桜餅の特徴は、塩漬けにされた葉から放たれる独特の芳香です。桜の葉はそのままの状態ではほとんど香りがしませんが、塩漬けにすることで葉の中の成分が加水分解され、「クマリン」という芳香成分が出現します。この香りが餅に移り、塩味があんの甘味を際立たせることで、重層的な味わいが生み出されます。
桜餅を食べる際に議論となるのは桜の葉を食べるか否か。個人の嗜好(しこう)にお任せしますが、桜の葉にもこだわりがみられます。原料となる葉は、主に「オオシマザクラ(大島桜)」という品種が用いられます。他の品種に比べて葉が大きく、産毛が少なく滑らかで、香りの成分を豊富に含んでいるのが特徴で、あえて成長しきる前の小ぶりでやわらかい若葉を使用します。現在、この桜の葉の生産は静岡県伊豆半島の松崎町が中心となっており、全国シェアの約7割を占めています。その地域で親しまれている桜餅は「桜葉餅」といわれ、桜の葉を3枚重ねて、そのまま食べる桜餅になっています。
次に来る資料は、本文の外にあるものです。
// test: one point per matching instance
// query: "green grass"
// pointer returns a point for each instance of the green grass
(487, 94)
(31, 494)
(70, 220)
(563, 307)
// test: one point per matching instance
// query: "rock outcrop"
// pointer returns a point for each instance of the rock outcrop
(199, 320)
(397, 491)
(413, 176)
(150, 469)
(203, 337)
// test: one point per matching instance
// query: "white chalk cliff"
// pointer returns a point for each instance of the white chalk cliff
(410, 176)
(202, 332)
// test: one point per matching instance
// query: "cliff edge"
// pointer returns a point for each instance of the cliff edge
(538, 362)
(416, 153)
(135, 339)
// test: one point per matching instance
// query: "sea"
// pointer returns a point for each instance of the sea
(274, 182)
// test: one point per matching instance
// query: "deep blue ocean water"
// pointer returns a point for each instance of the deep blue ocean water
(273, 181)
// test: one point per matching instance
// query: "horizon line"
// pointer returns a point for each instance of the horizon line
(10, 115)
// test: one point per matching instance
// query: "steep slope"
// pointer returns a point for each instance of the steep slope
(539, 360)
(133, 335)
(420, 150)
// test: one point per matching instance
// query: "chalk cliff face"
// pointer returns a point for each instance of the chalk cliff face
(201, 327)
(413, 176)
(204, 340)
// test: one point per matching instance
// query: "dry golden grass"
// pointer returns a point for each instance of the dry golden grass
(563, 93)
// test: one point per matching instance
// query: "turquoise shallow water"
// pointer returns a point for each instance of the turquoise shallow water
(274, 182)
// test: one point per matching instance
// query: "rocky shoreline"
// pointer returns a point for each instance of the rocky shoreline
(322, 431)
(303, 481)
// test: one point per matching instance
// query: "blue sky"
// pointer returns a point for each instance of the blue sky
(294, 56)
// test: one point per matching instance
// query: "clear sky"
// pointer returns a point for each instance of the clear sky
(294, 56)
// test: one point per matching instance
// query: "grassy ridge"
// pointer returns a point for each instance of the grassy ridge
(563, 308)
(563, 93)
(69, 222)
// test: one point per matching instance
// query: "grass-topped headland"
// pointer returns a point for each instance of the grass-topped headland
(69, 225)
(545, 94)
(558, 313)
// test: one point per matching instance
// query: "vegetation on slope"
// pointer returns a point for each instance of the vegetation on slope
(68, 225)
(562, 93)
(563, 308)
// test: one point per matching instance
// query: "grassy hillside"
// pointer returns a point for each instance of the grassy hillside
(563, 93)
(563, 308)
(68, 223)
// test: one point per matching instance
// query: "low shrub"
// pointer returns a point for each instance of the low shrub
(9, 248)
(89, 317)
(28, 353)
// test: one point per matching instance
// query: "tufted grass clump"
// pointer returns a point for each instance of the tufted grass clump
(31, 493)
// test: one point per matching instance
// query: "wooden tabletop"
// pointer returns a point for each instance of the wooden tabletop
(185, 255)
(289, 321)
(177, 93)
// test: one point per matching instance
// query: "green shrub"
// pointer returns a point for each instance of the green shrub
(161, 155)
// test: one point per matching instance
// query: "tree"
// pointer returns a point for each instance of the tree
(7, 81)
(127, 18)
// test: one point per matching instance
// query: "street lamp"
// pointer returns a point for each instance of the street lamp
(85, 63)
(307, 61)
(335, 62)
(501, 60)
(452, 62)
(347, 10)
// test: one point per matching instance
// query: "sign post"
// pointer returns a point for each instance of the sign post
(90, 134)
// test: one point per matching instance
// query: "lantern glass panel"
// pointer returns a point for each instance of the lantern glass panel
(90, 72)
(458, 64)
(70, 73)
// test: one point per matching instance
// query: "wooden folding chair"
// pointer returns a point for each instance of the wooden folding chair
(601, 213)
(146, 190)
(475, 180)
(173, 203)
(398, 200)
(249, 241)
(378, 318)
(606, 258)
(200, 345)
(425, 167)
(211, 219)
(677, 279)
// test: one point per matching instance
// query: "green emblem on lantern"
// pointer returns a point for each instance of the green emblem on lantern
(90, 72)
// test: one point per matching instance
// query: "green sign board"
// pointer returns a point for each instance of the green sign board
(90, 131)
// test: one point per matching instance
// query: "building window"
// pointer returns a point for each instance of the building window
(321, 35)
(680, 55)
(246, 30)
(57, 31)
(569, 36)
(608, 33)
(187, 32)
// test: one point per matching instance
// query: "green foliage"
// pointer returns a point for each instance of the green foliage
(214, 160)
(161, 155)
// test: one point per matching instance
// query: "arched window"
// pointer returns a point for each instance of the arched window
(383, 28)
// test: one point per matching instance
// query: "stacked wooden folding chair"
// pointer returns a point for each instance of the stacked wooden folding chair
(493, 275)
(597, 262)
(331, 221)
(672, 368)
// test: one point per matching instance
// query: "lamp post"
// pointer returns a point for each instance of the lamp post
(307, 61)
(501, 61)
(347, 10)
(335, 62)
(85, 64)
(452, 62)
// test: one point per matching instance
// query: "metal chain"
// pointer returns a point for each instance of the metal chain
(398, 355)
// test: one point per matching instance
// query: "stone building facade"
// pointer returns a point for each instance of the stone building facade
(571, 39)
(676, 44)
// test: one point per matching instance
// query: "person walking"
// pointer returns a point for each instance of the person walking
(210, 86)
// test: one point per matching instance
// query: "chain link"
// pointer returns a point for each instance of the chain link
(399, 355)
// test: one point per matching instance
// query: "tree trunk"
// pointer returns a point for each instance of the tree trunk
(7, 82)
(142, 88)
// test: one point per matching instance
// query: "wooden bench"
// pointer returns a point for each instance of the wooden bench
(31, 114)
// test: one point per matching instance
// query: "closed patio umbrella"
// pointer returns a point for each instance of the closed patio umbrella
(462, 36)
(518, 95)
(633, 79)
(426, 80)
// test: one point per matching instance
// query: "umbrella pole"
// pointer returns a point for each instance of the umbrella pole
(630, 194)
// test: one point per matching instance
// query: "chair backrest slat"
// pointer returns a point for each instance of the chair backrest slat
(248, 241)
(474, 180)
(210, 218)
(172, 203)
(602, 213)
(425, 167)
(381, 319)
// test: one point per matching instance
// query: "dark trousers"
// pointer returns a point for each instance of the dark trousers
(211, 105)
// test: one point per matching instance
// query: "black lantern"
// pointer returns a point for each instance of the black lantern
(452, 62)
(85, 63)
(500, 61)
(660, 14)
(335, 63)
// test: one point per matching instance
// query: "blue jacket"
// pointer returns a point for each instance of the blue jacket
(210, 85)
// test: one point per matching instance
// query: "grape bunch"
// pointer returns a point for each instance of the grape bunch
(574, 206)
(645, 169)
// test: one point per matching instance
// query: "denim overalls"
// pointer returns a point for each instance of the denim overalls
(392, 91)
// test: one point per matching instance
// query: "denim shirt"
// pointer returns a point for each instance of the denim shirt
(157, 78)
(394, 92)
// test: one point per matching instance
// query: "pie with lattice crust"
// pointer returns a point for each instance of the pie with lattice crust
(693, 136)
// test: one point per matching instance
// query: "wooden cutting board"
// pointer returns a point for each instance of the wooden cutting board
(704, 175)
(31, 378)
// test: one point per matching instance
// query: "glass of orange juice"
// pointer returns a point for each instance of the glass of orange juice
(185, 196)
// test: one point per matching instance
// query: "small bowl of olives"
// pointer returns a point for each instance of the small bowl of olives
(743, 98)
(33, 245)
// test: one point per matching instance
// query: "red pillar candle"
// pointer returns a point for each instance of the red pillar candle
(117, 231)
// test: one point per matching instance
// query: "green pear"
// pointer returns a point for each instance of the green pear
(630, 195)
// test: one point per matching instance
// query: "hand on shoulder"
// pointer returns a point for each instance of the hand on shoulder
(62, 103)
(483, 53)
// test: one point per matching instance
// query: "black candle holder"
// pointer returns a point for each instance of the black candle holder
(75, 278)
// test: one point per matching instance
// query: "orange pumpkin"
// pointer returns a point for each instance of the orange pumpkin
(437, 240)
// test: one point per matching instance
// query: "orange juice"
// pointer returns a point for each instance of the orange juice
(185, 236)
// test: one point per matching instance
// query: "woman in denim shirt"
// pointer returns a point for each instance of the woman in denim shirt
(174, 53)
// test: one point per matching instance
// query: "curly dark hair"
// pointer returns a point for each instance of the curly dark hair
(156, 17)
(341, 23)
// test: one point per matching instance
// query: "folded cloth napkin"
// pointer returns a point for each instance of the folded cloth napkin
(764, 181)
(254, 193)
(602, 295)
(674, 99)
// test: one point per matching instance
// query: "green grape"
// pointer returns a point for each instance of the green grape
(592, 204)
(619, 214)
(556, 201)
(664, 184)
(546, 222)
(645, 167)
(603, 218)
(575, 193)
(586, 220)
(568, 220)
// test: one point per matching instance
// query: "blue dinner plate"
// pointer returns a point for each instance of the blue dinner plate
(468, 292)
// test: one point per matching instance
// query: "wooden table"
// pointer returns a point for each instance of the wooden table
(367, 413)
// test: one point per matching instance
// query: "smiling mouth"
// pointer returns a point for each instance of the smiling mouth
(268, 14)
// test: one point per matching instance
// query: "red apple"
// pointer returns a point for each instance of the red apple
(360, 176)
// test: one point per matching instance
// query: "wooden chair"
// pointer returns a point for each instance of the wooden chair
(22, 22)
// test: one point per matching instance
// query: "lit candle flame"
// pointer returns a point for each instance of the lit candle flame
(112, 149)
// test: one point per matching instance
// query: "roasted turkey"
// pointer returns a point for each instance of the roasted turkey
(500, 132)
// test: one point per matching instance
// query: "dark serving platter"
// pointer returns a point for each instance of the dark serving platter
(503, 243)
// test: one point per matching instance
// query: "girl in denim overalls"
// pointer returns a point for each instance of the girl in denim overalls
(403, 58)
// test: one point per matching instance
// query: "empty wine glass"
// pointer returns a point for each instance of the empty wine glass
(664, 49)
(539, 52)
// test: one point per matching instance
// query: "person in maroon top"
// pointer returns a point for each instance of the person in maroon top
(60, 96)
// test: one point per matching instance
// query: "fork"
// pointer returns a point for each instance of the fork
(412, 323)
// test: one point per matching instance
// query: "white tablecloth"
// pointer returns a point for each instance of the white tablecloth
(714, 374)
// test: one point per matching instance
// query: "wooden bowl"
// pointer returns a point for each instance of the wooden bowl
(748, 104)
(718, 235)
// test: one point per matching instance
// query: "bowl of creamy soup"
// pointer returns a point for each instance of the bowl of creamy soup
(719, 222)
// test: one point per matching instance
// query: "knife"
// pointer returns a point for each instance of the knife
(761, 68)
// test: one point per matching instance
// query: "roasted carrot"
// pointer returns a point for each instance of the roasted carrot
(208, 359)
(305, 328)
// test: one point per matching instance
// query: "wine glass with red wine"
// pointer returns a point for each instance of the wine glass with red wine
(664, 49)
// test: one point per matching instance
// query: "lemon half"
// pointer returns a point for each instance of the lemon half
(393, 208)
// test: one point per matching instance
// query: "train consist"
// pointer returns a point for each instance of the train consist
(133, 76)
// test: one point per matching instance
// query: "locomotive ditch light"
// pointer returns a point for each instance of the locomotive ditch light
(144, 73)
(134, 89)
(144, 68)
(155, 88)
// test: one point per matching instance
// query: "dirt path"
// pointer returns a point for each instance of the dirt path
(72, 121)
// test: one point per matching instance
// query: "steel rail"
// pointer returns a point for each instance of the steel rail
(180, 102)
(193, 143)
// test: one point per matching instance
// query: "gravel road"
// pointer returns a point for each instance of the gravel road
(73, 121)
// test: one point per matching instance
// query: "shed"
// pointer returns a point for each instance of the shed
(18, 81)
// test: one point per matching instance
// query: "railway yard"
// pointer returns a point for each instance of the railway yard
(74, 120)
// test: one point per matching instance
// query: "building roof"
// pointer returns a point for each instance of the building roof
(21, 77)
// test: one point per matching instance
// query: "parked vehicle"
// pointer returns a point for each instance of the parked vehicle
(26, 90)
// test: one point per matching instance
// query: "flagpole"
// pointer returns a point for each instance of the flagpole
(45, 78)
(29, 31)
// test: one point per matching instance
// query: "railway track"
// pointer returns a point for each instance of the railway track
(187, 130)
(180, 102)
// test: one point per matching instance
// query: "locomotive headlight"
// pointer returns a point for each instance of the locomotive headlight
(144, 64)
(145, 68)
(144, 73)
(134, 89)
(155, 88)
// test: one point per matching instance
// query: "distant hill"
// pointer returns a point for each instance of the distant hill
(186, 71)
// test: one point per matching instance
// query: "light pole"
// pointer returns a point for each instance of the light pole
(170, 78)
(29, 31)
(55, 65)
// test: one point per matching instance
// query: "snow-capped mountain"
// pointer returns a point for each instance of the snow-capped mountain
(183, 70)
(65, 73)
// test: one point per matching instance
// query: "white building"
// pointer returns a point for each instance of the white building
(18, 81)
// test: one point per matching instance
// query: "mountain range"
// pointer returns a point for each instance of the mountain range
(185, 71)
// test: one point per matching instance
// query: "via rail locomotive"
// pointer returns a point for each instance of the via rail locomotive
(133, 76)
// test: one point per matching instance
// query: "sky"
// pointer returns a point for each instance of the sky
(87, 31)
また、葉で餅を包む手法は、古くからある柏(かしわ)餅や椿(つばき)餅と同様に、葉を「器」に見立てる日本独自の文化を継承しています。餅の乾燥を防ぎ、手に取って食べやすいという実用的な知恵にも感心させられます。
製法においては、小麦粉や米粉をベースにクレープ状の生地を焼く関東の「長命寺」に対し、関西ではもち米を蒸して乾燥させた道明寺粉を水戻しして作る「道明寺」が主流となりました。隅田川の長命寺から始まった桜餅は、明治時代以降に関西風の製法が考案されたことで全国へと広がりました。現代では、伝統的な姿を守る一方で、若者の嗜好に合わせた創作和菓子もみられます。例えば、あんと一緒にイチゴなどの果物を丸ごと入れたものや、生クリームを用いた洋風の仕立てで新しい桜餅の発展も注目されています。さらに、桜の葉の活用は餅にとどまらず、アイスクリームやケーキ、どら焼き、饅頭(まんじゅう)の皮やあんなど多種多様な菓子に取り入れられており、その香りは日本の春を象徴するフレーバーとして定着しています。
伝統的な製法と精神を礎にしながらも、桜餅は時代の変化に応じてその姿を変え、これからも私たちの心に春の訪れを告げる存在であり続けるはずです。